First, we must load the data from each comparison (note, data is pre-processed). We'll start by loading data representing the most likely values from the MCMC runs,


In [1]:
%matplotlib inline
import numpy as np
import matplotlib.pyplot as plt

FeH_weak = np.genfromtxt('data/run09_mle_props.txt')    # weak metallicity prior
FeH_strong = np.genfromtxt('data/run10_mle_props.txt')  # strong metallicity prior
no_Teff = np.genfromtxt('data/run11_mle_props.txt')     # no Teff observable in likelihood function

The pre-processed data files have observational quantities embedded within them. However, specific star names are (for the moment) kept hidden for proprietary reasons. It means we're storing a bit more data in memeory, since each data file contains observed quantities, but no matter.

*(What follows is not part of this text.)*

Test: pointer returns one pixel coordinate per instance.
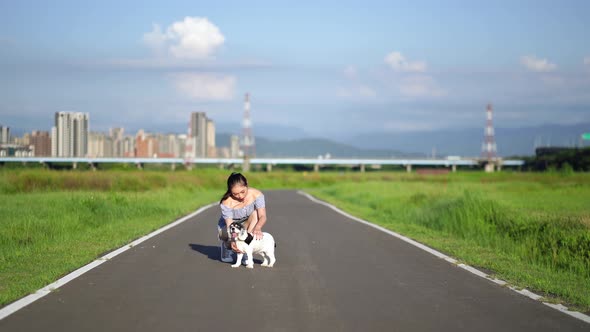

Anyway, we can look how well the MCMC does recovering particular values.

Starting with distance,


In [2]:
fig, axes = plt.subplots(1, 3, figsize=(15, 5))

# set axis labels and plot one-to-one line
for ax in axes:
    ax.set_xlabel('Observed Distance (pc)', fontsize=22.)
    ax.plot( np.arange(0.0, 20.0, 1.0), np.arange(0.0, 20.0, 1.0), '--', lw=2, color='#444444')
axes[0].set_ylabel('Inferred Distance (pc)', fontsize=22.)

# plot distance data
axes[0].plot(1.0/FeH_weak[:, 20], FeH_weak[:, 4], 'o', color='#4682B4')
axes[1].plot(1.0/FeH_strong[:, 20], FeH_strong[:, 4], 'o', color='#4682B4')
axes[2].plot(1.0/no_Teff[:, 20], no_Teff[:, 4], 'o', color='#4682B4')


Out[2]:
[<matplotlib.lines.Line2D at 0x10c3f3190>]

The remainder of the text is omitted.